The house looks the same, which is confusing. It shouldn't look the same after years of neglect. It should be old and weathered, and at least some part of it should be on the brink of falling apart. But it isn't. There's a fresh coat of paint on the house and barn. Beautiful flowers are blossoming around the porch. A truck sits in the drive. It is an older model, but it is shining beautifully from a recent wax job. I can tell it has been well maintained.
It only takes me seconds to realize this place is inhabited. Maybe I should have paid more attention to what Wayne has told me over the years. At least this might make selling it easier if the renter is willing to make a more permanent commitment.
I don't even think about what might come next. Seeing this place has brought back too many memories for me to deal with after the burial of my mentor. I'm ready to seal the deal and get rid of my childhood home if it means I can leave Smallville behind me forever. I'm marching up the walkway to introduce myself and make a proposal without even knowing what I'm really going to say, when the front door flies open and I'm face to face with an old hunting rifle.
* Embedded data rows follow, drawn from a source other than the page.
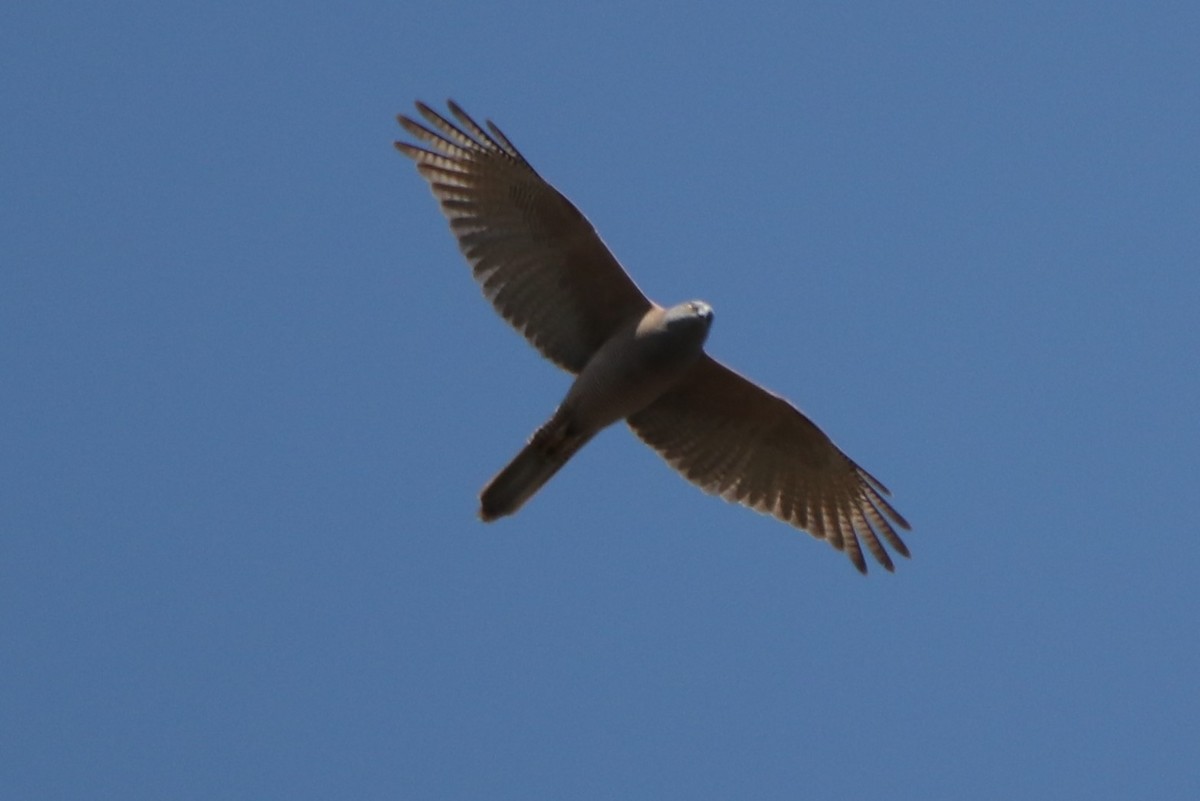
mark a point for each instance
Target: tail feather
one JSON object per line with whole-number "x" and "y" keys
{"x": 537, "y": 463}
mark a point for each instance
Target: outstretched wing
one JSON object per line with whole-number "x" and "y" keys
{"x": 735, "y": 439}
{"x": 539, "y": 260}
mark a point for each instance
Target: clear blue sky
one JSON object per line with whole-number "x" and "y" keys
{"x": 250, "y": 393}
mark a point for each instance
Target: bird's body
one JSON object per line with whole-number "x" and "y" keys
{"x": 550, "y": 276}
I guess my loitering startled whoever was home. After all, it's Smallville, and nobody loiters here. These farmers have guns, few of them miss unintentionally, and everybody knows it.
Having a gun in my face is nothing new to me. It's something I see every day, and even if I didn't, I know my invulnerability protects me. However, I can tell from the barrel of the gun that it belonged to my father, and I'm momentarily offended that there is somebody else wielding it at me.
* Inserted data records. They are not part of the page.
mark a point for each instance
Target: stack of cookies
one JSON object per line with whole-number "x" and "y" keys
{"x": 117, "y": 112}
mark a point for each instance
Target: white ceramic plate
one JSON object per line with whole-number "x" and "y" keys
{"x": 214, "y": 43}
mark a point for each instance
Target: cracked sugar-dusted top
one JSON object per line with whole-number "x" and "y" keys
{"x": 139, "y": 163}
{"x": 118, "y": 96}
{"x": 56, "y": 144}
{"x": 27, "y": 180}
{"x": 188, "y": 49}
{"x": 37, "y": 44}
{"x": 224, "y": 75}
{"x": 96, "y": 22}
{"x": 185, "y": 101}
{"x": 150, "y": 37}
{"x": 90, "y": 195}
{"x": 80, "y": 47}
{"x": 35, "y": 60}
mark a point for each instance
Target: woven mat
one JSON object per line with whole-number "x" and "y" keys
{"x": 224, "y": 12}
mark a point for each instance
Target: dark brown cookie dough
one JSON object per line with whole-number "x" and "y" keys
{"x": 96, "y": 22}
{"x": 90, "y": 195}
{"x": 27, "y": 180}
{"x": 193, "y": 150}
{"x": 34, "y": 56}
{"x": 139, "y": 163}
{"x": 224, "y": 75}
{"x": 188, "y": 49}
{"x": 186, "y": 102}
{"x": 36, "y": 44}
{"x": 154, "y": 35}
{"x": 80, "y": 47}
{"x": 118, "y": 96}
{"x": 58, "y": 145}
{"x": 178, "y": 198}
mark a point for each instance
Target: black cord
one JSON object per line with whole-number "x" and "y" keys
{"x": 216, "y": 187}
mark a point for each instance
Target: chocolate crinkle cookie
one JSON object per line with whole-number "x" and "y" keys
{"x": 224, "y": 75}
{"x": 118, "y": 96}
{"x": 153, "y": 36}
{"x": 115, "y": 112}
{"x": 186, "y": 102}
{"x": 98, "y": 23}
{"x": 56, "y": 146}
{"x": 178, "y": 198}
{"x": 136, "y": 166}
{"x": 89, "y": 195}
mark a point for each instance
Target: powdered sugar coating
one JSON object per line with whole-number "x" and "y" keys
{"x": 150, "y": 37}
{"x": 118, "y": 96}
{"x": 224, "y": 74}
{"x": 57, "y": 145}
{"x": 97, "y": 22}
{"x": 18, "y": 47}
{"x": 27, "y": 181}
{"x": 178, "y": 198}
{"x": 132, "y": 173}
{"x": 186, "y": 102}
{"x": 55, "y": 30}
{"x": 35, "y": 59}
If this woman is trying to shake me up, she has succeeded. Not because there's a gun in my face, or even because it is my father's gun. No, what has shaken me is the actual woman who is wielding the gun at me.
She is easily the most beautiful woman I've ever seen. She's dressed modestly and comfortably, in faded well-worn jeans and a red tank-top, both of which cling to her delicate curves. A warm-looking flannel is tied about her waist. Her dark hair is long, with loose waves hanging freely down the middle of her back. Coffee-colored eyes threaten me from behind long, thick lashes. She looks sheepish, and I realize she's lowered the gun while I'm staring slack-jawed at one of the wonders of the world.
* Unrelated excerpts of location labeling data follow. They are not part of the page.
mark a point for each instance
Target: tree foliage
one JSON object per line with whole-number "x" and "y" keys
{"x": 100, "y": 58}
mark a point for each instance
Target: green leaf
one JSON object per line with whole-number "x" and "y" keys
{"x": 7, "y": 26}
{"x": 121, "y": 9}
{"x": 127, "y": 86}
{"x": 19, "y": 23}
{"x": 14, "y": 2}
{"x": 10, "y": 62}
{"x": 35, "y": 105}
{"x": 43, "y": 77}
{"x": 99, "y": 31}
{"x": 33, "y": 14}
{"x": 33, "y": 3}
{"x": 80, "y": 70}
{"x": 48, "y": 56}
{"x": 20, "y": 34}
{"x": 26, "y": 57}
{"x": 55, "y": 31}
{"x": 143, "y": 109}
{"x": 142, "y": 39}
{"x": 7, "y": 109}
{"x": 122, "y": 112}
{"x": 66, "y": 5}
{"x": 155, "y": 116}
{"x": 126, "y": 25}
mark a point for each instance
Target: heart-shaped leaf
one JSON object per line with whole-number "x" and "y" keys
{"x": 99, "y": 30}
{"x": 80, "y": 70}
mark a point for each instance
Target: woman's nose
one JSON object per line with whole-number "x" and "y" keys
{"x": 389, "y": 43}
"I'm so sorry!" She exclaims, as she steps back a little. "I thought the noise I heard was those blasted Thompson kids again. I don't really shoot them, I just try to scare them off. They're always stealing or vandalizing or... never mind. You must be Mr. Kent. I was told you may stop by today. Please, come in."
She's different in some way. Maybe because she's older. A little more tired around the eyes. It could be the hair. Something about her isn't quite the same. But I would recognize her anywhere.
I *am* a fool for having stayed away from Smallville all these years. All these years when I thought I was keeping myself safe, maybe the one thing that could heal me has been here. I should have listened more to Wayne, I berate myself again.
"Lois?" I ask, but I don't need confirmation.
She nods, and repeats her request for me to join her inside. She's babbling something about buying the farm, but I'm not listening. This isn't the woman who turned my life upside down. This is *my* Lois. I can feel it. I don't know how this is even possible that she's here. In Smallville. On my farm. I'm such a fool.
No, I'm not going to forget today. This Monday just changed my life.